OK, just bear with me; I know I’ve covered these books. But a publisher is like a proud parent when we get reviews like this….
Welcome to Braggsville (9780062302120) by T. Geronimo Johnson. $25.99 hardcover. 2/17/15 on sale.
“The most dazzling, most unsettling, most oh-my-God-listen-up novel you’ll read this year is called Welcome to Braggsville. The 44-year-old author, T. Geronimo Johnson, plays cultural criticism like it’s acid jazz. His shockingly funny story pricks every nerve of the American body politic… As we feign surprise at police brutality and our Twitter outrage flits from Ferguson to Staten Island to Cleveland, this is just the discomfiting book we need….
“His sentences are long and jaggy, sparked with stray cultural references. He dips unpredictably into other characters’ voices, volleying their jokes and pet phrases, nesting ironies within ironies. He feints between first and second person, he moonwalks into history, he spins from comedy to tragedy to editorial in a single paragraph. In short, Johnson does things you don’t think are advisable, which makes his success all the more awesome….
“Johnson is a master at stripping away our persistent myths and exposing the subterfuge and displacement necessary to keep pretending that a culture built on kidnapping, rape and torture was the apotheosis of gentility and honor…[He] forces us to consider our determined ignorance and naivete. Part of growing up in America, he knows, is learning how to negotiate that national amnesia. Welcome to Braggsville. It’s about time.”

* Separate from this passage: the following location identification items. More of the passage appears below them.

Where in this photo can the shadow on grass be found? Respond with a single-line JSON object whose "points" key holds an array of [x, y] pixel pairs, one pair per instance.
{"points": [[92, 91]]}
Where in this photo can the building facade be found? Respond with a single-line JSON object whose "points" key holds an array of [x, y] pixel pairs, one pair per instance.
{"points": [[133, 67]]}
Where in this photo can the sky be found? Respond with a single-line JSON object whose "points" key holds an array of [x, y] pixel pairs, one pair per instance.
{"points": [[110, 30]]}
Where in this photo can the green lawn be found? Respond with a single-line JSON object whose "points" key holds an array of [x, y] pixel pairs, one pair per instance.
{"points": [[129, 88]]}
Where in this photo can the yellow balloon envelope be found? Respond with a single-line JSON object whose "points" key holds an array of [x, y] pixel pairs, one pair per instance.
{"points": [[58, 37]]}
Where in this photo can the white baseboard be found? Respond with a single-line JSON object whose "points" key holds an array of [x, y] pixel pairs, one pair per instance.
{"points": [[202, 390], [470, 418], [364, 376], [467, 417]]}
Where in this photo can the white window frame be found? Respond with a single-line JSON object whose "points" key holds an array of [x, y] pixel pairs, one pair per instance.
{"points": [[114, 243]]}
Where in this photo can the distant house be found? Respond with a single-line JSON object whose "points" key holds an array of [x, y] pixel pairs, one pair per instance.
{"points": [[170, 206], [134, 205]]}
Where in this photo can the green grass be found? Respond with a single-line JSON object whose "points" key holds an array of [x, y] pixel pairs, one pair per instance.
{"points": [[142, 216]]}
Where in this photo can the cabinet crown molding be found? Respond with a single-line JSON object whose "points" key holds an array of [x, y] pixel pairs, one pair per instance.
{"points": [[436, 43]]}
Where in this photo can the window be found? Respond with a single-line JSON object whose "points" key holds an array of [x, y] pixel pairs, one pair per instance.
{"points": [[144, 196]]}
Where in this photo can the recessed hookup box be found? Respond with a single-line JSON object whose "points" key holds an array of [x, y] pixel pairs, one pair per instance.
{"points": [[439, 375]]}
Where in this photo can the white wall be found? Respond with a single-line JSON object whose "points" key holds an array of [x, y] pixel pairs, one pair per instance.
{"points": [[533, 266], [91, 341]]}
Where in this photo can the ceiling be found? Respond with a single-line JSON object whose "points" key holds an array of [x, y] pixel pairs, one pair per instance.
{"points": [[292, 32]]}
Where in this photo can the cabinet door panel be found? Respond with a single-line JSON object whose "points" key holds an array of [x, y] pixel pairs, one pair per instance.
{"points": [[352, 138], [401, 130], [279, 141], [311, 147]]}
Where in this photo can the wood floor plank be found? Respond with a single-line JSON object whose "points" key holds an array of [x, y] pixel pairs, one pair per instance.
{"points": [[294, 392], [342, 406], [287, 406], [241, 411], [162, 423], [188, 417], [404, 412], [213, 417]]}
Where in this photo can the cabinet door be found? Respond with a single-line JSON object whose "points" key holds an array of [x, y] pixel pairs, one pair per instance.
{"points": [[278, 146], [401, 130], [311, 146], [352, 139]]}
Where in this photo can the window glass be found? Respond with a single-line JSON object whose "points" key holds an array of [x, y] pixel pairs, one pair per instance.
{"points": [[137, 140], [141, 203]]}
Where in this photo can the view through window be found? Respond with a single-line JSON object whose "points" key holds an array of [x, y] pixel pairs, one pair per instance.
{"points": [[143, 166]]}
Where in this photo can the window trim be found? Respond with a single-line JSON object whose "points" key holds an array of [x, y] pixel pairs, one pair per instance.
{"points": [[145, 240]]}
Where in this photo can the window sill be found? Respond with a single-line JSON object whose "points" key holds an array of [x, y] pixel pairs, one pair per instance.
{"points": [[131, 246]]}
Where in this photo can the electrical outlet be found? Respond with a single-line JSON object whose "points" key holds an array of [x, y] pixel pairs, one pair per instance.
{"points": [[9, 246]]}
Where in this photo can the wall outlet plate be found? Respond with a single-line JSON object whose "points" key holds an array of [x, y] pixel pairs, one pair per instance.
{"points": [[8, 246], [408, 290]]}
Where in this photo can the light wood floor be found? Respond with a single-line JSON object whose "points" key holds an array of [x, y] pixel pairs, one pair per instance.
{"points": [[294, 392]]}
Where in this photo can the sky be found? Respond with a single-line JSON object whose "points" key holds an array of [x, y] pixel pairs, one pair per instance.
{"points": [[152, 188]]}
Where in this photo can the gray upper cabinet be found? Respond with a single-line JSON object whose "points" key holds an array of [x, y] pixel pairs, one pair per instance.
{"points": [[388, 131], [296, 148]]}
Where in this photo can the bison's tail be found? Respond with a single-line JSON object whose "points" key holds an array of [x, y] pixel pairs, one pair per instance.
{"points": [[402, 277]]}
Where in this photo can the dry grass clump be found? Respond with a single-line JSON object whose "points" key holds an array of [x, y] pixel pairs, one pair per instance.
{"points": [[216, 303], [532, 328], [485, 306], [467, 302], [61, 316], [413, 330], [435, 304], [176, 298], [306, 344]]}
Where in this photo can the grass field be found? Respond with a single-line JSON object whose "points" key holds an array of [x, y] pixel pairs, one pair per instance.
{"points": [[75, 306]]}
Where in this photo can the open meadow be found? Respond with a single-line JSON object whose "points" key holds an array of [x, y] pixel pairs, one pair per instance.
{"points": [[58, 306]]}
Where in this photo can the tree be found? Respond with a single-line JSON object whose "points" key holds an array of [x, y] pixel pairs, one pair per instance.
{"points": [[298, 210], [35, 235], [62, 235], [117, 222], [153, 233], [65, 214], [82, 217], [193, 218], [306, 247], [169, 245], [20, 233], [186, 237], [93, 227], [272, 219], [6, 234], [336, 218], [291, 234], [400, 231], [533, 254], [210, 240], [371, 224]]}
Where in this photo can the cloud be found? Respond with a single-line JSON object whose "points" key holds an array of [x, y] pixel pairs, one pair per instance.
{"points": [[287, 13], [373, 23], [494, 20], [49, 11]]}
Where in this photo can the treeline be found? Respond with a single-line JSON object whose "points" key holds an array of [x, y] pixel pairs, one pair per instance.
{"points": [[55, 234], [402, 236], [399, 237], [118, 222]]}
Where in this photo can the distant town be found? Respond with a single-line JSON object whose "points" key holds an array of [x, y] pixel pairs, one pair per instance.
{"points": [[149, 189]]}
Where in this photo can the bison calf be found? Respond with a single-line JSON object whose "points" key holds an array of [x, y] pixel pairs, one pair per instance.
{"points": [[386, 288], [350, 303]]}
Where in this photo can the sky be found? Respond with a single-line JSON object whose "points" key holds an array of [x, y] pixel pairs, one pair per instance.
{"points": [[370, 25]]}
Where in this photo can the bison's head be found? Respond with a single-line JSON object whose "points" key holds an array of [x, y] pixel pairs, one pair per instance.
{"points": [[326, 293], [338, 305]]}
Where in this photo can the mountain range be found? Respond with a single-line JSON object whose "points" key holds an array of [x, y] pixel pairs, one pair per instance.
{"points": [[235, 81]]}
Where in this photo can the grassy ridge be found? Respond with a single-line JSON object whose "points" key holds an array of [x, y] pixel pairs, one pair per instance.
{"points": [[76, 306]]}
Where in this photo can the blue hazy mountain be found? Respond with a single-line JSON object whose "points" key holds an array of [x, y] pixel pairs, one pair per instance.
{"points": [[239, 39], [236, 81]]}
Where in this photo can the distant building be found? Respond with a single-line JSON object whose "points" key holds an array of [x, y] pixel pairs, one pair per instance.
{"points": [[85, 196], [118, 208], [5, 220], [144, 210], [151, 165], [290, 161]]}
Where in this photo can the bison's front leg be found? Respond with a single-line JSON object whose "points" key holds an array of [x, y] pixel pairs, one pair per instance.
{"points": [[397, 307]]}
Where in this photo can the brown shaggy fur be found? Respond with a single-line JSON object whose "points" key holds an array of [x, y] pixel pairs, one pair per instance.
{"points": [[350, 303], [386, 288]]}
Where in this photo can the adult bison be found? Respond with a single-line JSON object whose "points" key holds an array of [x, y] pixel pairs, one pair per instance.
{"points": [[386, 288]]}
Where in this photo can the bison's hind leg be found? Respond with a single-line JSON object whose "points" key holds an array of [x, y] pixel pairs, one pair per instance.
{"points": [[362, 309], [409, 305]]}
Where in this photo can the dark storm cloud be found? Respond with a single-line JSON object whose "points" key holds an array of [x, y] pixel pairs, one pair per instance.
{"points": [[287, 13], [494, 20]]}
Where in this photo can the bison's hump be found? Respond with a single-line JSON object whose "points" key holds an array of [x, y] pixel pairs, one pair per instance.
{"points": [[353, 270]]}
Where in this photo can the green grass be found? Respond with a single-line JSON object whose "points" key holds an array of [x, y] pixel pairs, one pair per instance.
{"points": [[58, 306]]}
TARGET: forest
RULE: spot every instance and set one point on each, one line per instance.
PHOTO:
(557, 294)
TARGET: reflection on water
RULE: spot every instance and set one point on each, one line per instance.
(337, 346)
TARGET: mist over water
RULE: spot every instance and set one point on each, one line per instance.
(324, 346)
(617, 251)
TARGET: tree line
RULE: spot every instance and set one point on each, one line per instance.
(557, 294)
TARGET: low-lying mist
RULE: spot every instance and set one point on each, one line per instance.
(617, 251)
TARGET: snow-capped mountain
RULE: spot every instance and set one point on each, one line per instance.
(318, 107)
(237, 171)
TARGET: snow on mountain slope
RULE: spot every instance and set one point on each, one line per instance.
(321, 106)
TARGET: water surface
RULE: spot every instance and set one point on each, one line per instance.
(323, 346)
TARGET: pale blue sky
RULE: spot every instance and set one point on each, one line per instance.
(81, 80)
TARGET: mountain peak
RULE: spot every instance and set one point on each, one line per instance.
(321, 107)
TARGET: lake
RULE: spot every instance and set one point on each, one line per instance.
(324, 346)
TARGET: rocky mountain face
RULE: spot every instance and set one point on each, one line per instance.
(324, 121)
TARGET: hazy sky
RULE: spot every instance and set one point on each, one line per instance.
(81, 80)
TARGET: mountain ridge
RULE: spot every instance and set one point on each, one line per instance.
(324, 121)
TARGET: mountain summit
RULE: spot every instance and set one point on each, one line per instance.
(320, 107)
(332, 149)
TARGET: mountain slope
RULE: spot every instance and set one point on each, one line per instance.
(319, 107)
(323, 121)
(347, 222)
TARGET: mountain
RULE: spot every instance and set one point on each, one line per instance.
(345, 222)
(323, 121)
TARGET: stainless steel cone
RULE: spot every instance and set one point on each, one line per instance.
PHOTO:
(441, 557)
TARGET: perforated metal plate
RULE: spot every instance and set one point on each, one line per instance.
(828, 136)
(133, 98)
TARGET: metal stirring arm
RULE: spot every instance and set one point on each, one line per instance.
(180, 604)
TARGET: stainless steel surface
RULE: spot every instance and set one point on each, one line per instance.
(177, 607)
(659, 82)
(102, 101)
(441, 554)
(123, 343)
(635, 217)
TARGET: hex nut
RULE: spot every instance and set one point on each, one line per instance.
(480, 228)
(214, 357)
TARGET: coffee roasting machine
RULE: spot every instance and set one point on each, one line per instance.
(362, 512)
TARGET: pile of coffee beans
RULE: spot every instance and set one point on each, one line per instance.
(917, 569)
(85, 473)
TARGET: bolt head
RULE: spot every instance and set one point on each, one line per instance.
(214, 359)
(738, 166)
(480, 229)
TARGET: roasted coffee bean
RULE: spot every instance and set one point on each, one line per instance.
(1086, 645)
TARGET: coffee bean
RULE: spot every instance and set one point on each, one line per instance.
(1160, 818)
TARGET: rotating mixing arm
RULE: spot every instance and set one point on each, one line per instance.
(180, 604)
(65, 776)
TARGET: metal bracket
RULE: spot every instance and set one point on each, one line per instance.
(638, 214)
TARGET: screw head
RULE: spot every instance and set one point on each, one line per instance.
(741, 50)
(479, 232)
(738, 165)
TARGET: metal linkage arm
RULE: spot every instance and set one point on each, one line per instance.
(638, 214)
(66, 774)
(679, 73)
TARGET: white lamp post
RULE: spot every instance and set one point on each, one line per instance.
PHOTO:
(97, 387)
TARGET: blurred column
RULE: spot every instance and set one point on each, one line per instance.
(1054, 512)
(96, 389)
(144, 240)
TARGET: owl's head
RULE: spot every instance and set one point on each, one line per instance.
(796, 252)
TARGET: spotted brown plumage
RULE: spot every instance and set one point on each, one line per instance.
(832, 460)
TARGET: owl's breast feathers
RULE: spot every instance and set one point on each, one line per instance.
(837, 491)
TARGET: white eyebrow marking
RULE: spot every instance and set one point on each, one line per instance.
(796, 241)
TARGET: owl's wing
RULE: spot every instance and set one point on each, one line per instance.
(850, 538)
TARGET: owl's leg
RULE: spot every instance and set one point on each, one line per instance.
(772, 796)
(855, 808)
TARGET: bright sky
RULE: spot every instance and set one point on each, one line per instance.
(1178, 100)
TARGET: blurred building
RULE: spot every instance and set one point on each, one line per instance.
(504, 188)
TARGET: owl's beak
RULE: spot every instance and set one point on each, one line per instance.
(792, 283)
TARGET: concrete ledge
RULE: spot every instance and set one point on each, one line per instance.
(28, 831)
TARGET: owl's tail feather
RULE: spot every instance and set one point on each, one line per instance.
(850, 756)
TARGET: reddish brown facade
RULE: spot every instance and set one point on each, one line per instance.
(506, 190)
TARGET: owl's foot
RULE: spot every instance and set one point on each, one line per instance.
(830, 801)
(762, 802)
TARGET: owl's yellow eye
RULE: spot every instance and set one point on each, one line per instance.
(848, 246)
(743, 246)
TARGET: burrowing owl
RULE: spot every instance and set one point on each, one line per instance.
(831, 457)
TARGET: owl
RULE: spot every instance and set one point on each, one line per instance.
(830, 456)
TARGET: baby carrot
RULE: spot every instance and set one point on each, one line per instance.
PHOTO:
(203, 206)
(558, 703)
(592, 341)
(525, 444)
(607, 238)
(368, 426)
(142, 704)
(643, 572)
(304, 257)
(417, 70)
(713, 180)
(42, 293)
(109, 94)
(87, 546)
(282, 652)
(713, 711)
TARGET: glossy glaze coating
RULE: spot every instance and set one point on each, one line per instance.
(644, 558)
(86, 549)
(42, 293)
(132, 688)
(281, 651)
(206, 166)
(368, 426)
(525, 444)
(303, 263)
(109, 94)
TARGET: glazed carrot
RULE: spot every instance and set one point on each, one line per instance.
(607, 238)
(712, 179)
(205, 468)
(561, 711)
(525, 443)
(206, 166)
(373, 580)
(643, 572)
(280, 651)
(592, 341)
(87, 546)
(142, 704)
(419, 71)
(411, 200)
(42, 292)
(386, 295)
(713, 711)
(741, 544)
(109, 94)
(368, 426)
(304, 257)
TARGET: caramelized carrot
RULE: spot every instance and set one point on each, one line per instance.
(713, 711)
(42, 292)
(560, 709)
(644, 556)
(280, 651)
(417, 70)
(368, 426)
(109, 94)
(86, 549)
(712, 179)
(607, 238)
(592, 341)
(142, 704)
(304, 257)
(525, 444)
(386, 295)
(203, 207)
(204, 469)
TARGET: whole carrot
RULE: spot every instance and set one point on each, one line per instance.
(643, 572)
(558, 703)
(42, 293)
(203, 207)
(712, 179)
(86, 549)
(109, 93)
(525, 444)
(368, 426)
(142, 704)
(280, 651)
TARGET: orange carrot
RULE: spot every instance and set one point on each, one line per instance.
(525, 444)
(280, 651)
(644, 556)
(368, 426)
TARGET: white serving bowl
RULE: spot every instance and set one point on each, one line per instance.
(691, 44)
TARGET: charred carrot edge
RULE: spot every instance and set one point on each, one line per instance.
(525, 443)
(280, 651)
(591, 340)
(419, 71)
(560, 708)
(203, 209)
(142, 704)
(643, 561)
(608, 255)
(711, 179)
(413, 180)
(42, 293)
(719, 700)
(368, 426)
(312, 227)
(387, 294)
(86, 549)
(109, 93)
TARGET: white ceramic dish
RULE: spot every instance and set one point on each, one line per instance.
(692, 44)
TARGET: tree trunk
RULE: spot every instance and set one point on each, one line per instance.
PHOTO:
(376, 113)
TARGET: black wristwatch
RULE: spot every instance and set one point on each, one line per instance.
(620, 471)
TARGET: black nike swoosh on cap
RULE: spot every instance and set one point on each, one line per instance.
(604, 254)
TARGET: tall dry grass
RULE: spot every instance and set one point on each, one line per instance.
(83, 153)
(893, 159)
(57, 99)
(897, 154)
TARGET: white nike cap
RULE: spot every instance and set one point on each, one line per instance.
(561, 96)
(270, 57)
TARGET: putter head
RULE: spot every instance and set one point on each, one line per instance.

— Ron Charles, The Washington Post
The Country of Ice Cream Star (9780062227096) by Sandra Newman. $26.99 hardcover. 2/10/15 on sale.
“Don’t fight about this one…because this book is just too good. Don’t fight, because it would be a shame for the beauty and the power of Ice Cream Star (both the novel and its namesake main character) to get lost in a flood of bickering over who gets to write what about who, and where to shelve a book that reads more than a little bit like a bloody indictment of the entire post-apocalyptic YA genre. Just read it, and sink into it, and let it crawl into your head before you make your judgments…
“[P]lease, read this one. Hang with Ice Cream as she and her people flee before armies, before invaders and death….and adventure with her as she sets out among strange companions to find a cure for dying. If you can’t find worth enough in the words themselves, then the tale will carry you. And when the tale lags, the words will buoy you up…
“[T]ake the thing for what it is — a beautiful, bloody, tragic and joyous tale well told.”